現在、インプラントを必要とする患者さんは、多くの妥協を強いられています。インプラントは基本サイズが限られているため、事故による損傷を受けた場合や腫瘍がある場合、応急処置が必要となります。執刀医が金属製の部品を手で曲げ、それをねじで骨に固定するのですが、これは耐久性が良い時と不十分な時があります。金属が不変荷重に曝されるからです。例えば、肋骨の湾曲は、年間800万回の呼吸運動に耐えなければなりません。そのため、素材の弾性が不十分な場合、疲労により壊れて患者さんに負担がかかり、再手術が必要になります。しかしながら、耐久性がより高い、優れた代替品はまだ見つかっていません。

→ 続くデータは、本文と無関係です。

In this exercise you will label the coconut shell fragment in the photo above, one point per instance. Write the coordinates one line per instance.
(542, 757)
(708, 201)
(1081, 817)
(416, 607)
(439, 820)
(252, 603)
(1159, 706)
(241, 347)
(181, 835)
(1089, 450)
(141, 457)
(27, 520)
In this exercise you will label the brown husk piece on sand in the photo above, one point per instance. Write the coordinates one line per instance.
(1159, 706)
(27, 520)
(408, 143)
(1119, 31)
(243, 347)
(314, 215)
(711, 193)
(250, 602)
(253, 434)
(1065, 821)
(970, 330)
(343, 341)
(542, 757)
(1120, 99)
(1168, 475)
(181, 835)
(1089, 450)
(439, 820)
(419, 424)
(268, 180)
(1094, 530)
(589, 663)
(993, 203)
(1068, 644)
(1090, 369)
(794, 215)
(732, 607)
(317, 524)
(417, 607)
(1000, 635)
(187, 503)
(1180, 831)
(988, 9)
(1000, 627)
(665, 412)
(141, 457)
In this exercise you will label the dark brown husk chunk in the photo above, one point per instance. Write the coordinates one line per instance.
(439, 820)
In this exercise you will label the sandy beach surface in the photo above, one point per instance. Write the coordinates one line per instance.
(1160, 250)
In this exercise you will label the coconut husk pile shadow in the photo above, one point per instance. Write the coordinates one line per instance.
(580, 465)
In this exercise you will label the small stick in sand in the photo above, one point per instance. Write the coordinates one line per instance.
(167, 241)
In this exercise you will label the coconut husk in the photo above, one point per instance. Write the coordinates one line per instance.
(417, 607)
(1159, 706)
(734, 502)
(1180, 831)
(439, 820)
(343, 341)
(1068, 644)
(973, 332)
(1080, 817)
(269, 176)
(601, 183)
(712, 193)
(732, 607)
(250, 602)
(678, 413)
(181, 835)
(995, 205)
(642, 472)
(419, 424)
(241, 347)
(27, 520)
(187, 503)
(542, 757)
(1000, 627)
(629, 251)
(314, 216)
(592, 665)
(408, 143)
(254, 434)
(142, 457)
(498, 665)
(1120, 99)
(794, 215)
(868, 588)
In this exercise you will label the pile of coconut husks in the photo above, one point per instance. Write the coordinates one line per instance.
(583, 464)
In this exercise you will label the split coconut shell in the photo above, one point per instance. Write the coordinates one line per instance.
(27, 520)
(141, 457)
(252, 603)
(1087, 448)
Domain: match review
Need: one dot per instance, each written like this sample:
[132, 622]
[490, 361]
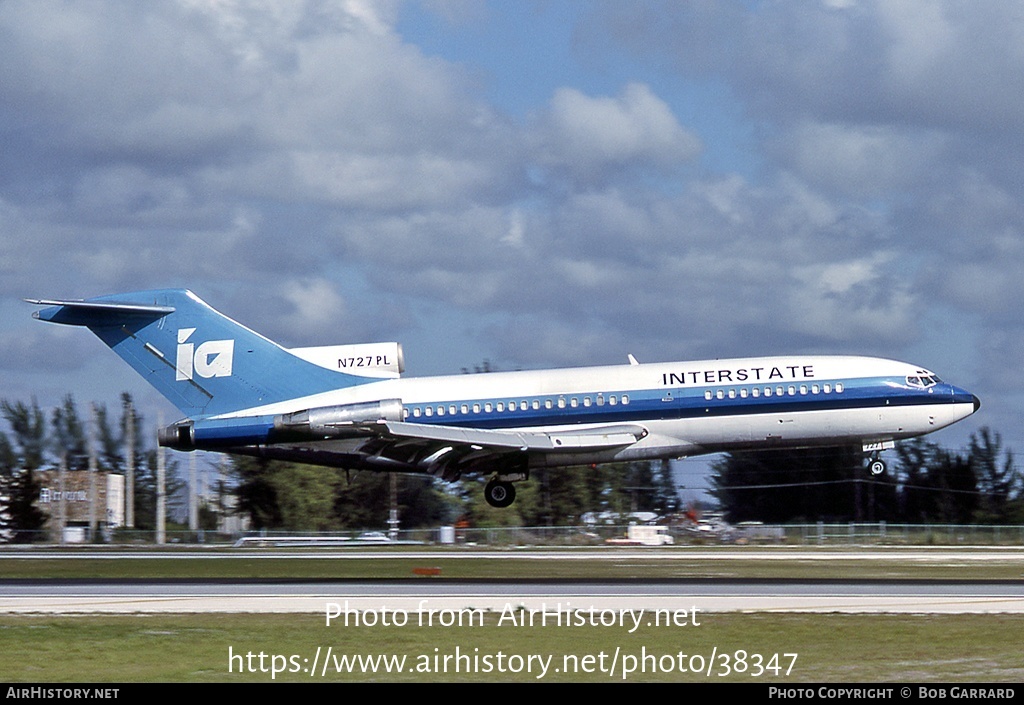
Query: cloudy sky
[532, 183]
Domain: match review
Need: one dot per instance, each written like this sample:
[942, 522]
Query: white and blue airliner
[348, 406]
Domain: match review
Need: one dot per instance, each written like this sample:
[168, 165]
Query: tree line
[38, 441]
[926, 484]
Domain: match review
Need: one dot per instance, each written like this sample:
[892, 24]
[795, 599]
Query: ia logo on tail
[211, 359]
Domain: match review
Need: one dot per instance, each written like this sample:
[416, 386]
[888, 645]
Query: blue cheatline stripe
[687, 404]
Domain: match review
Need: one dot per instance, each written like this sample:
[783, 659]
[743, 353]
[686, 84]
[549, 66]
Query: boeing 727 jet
[348, 406]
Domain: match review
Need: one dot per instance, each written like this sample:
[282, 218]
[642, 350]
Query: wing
[446, 451]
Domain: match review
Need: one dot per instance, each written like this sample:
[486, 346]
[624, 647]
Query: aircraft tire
[499, 494]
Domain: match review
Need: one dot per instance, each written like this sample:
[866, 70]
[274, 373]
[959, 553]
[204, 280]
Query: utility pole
[130, 466]
[193, 495]
[91, 441]
[161, 498]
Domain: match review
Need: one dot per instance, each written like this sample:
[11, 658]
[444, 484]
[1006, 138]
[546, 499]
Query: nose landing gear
[499, 494]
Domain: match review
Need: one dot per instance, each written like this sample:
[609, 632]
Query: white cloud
[588, 136]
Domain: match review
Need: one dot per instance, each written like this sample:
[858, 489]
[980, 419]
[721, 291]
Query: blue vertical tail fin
[205, 363]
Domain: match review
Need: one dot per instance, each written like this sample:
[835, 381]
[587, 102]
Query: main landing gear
[876, 465]
[499, 493]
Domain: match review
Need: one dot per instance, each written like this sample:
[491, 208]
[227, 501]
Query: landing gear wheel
[499, 494]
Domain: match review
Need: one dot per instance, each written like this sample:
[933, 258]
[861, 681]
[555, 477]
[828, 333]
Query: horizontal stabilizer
[79, 313]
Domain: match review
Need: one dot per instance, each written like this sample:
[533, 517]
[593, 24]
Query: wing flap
[574, 440]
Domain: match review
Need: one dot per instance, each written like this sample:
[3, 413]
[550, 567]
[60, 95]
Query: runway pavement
[304, 597]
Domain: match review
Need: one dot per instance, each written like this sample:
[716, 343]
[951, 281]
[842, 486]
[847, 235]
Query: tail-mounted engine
[347, 420]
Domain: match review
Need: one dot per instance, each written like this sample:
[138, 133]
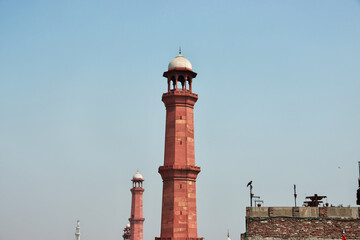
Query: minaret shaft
[179, 172]
[136, 219]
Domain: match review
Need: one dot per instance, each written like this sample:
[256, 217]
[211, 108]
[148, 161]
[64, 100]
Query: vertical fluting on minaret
[136, 219]
[77, 231]
[179, 172]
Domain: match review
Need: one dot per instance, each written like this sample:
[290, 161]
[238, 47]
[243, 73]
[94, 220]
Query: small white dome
[137, 175]
[180, 62]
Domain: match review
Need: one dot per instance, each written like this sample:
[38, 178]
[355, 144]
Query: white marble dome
[180, 62]
[137, 175]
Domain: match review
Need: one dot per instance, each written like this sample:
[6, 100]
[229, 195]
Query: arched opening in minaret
[181, 82]
[189, 82]
[173, 82]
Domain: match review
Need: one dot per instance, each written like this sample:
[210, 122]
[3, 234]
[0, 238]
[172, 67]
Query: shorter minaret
[77, 231]
[127, 233]
[136, 219]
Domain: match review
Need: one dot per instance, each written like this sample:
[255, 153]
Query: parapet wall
[309, 212]
[295, 223]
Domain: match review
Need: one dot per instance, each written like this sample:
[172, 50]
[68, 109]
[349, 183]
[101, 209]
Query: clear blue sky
[81, 111]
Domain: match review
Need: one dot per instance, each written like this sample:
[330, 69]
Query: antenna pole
[77, 232]
[358, 191]
[295, 195]
[251, 195]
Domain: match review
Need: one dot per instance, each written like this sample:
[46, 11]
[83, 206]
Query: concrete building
[292, 223]
[179, 172]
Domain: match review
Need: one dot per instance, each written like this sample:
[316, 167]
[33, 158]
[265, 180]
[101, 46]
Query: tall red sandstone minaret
[178, 220]
[136, 219]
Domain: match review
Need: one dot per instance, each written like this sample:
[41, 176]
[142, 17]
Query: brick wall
[302, 223]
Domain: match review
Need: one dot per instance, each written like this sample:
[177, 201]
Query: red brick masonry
[285, 227]
[302, 222]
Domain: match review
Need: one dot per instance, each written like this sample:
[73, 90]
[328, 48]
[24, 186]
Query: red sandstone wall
[283, 227]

3Dプリンティングによるインプラントの開発プロジェクト

この状況を打破すべく、ヘレウスのグローバルビジネスユニットの一つ、ヘレウス・アムロイはグラーツ大学と共同で、「臨床用積層造形(CAMed)」プロジェクトの一環として、外科医との緊密な協力体制のもと、患者さんに合わせたインプラントの研究を行っています。その焦点は一連の製造工程です。プロジェクトパートナーは積層造形、3Dプリンティングに期待を寄せています。3Dプリンティングされたアモルファス合金製インプラントは生体適合性を有し、患者さんの体格に個々に適合させることができます。これは、複雑骨折の場合は特に有効です。また、この手法は素材の無駄を省くことができます。レーザーが、必要な構造だけを成形するからです。

CAMedプロジェクトの初期の所見は有望です。患者さんや病院に利益をもたらす、積層造形によるインプラントの実現は目前です。プロテーゼや心臓弁などの他の用途にも応用が考えられます。

3Dプリンターによるアモルファスインプラント(写真は橈骨プレート)。骨の動きに適合し、治癒を促進します。

私たちの貢献:3Dプリンティングと射出成形に適したアモルファス合金

しかし、3Dプリンティングでの手法が成功するには、特殊な素材が必要です。「金属ガラス」や「アモルファス金属」とも知られるアモルファス合金は、この点で注目されています。研究により、この金属は医療技術においてまさしく万能な材料であることが分かりました。その特性は並外れています。溶融金属を急速冷却して製造するため、原子は結晶格子を形成せず、無秩序(アモルファス)の状態で固化します。この無秩序な内部構造により、耐食性があり、非常に強固で、かつ非常に弾性が高い素材が生み出されます。そのため、この材料属は骨の近くで使用でき、個々のサイズで切断でき、さらに薄いプレートであっても安定性が高いのです。ヘレウス・アムロイのマーケティング&セールス責任者であるヴァレスカ・メルデは、「アモルファス合金はスチールやチタンに比べはるかに多くの長所があります。この材料は、強度と弾性の両方の利点を備えています。細胞を変形させずに埋め込むことができるため、骨に完全に適合し、治癒を促進します。加えて高い耐久性があります。」と述べています。

ヘレウス・アムロイは現在、インプラント製造に向けた新しい合金の開発を手がけています。ヘレウス・アムロイの社長であるユルゲン・ヴァヒターは、「CAMedプロジェクトの一環として、現在AMLOY-Zr02合金の試験を行っています。この合金の主な成分は高純度ジルコニウムで、その生体適合性は既に確認されています」と述べています。アモルファス合金は、積層造形に加え、射出成形によっても加工できますが、ヘレウス・アムロイは、この材料で2種類の異なる加工技術を可能にした世界で唯一のメーカーです。射出成形は、例えば外科用のねじや器具などの大量生産に特に適しています。